I assume you're quite familiar with the Bernoulli equation?
Many folks run closed systems with the same size tubing on both the suction and discharge. Depending on where you "cut the lines" to examine the system, the average fluid velocity may be the same. I'd agree that it is not uncommon to see port sizes vary with the discharge often a little smaller than the suction. And yeah, the Bernoulli equation is about as familiar as F=ma.

Quote:


Where else can energy enter the system if there is no CPU heat load?

Alchemy
In the literal sense, anywhere. There's no such thing as a perfect energy barrier. In a more practical sense, the CPU and pump are responsible for virtually all energy that you have to get out of the fluid eventually. What's comical is seeing some folks use pumps that are rated as high or higher than the energy used by a CPU. At some point people need to realize that the closer you get a fluid to ambient, the more it takes to close the gap further still. It's also possible to go over the top where a pump adds so much energy that your final CPU temperatures begin to climb. Yeah, we're talking tenths of a degree here, but when the differences are that small, what is the point of using an ever larger pump?

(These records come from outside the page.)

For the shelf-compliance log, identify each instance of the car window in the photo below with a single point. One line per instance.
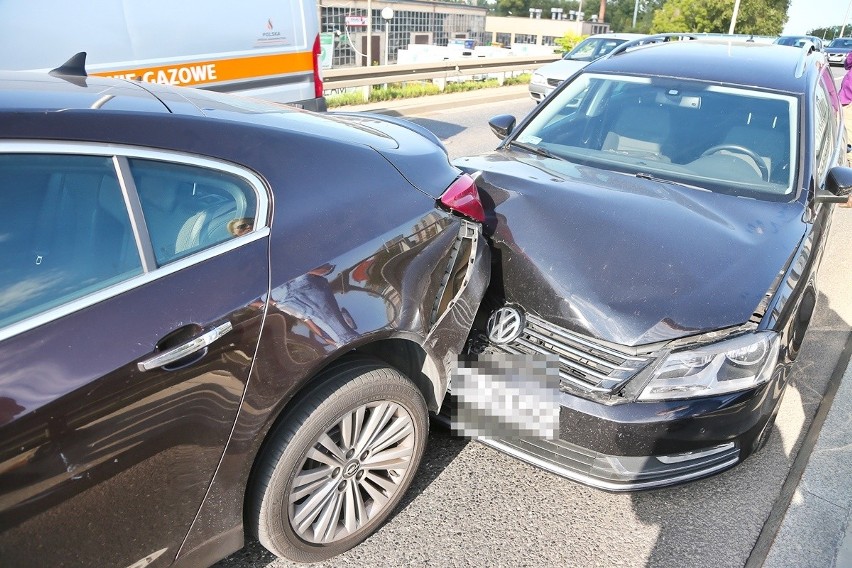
(64, 232)
(189, 208)
(730, 140)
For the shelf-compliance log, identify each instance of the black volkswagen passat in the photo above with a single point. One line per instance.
(657, 226)
(216, 311)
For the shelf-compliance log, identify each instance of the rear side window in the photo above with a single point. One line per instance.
(64, 232)
(189, 208)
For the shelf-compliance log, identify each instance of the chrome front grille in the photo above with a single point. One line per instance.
(583, 362)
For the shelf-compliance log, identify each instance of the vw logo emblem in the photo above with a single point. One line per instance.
(505, 325)
(351, 469)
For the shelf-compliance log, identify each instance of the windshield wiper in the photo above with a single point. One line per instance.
(535, 149)
(645, 175)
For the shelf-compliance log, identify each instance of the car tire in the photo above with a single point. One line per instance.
(335, 468)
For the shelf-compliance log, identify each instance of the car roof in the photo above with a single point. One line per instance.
(612, 35)
(41, 94)
(23, 90)
(770, 66)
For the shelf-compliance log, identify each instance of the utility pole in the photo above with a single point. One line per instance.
(846, 17)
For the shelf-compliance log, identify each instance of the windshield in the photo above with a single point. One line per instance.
(722, 139)
(592, 48)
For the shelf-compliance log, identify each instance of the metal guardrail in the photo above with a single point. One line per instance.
(442, 70)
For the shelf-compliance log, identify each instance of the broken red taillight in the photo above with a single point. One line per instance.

I got a good chuckle over your "work" comments above. People outside engineering aren't held to the definitions that we construct. Work is, after all, simply another measure of energy and it is only because someone decided to call the integral of F*d "work" that we use that definition as engineers. If Ben was an engineer, I would have expected him to say "energy" rather than "work". Us engineering geeks are the only ones really concerned about the distinctions between potential energy, kinetic energy, work, etc., etc.

I am a little confused by your final comments about friction/turbulence in water. I guess I want to separate your comment from what happens within a pump. In a pump there is a lot of wasted energy because of secondary flows that don't contribute to system flow. The best of centrifugal pumps max out well less than 100% efficient with many "pond pumps" running under 50% efficient. The excess energy put into the impeller that doesn't generate flow generates heat. This heat isn't heat transfer but rather due to non-useful "churning of the water". So in this respect, it really is the internal friction of the water. It is not, however, quite the same as the turbulence in as established flow stream. I think this is what you were getting at in your post.